The Court makes no finding whatsoever as to the priority of the IRS tax liens with respect to the Assigned Receivables, nor does the Court make any finding about the adequacy or inadequacy of notice to the IRS in the Orange County Superior Court proceeding before Judge Fell that led to the entry of the Assignment Order.

In view of the Court’s determination that the Assigned Receivables are not property of Defendant-Debtor’s bankruptcy estate, the Court declines the invitation of the United States of America on behalf of the IRS to adjudicate the rights and priorities of Plaintiff and the IRS with respect to the Assigned Receivables on the ground that such adjudication would in no way affect the bankruptcy estate or its administration.
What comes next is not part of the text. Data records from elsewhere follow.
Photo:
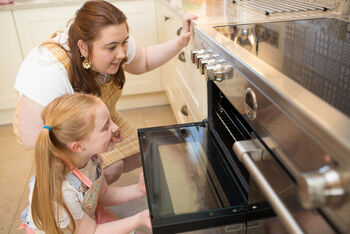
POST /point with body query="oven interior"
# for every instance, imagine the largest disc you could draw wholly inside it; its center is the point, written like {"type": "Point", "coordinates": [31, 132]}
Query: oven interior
{"type": "Point", "coordinates": [192, 176]}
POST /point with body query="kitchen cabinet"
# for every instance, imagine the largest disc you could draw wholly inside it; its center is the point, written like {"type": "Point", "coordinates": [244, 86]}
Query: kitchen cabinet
{"type": "Point", "coordinates": [142, 24]}
{"type": "Point", "coordinates": [185, 88]}
{"type": "Point", "coordinates": [10, 61]}
{"type": "Point", "coordinates": [35, 25]}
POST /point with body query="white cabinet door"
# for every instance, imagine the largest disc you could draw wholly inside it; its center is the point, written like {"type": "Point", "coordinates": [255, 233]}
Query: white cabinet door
{"type": "Point", "coordinates": [35, 25]}
{"type": "Point", "coordinates": [10, 61]}
{"type": "Point", "coordinates": [143, 27]}
{"type": "Point", "coordinates": [180, 73]}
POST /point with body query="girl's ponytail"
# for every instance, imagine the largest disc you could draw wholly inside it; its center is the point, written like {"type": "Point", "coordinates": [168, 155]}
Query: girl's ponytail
{"type": "Point", "coordinates": [68, 119]}
{"type": "Point", "coordinates": [47, 181]}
[1] 11 U.S.C. §§ 101-1532.

[2] As a technical matter, abandoned personal property is not the subject of escheat. Rather, sovereigns take title to abandoned personal property as bona vacantia. See Delaware v. New York, 507 U.S. 490, 497 ; 113 S. Ct. 1550, 1555; 123 L. Ed. 2d 211, 219-220 (1993). Here, the Court employs the technically erroneous but more familiar term of “escheat.”

[3] Plaintiff has asserted that under the relation back doctrine the transfer may relate back to an earlier date. However, the Court need not address that issue here because all that matters in this case is that the transfer of title occurred prepetition, which is amply shown above.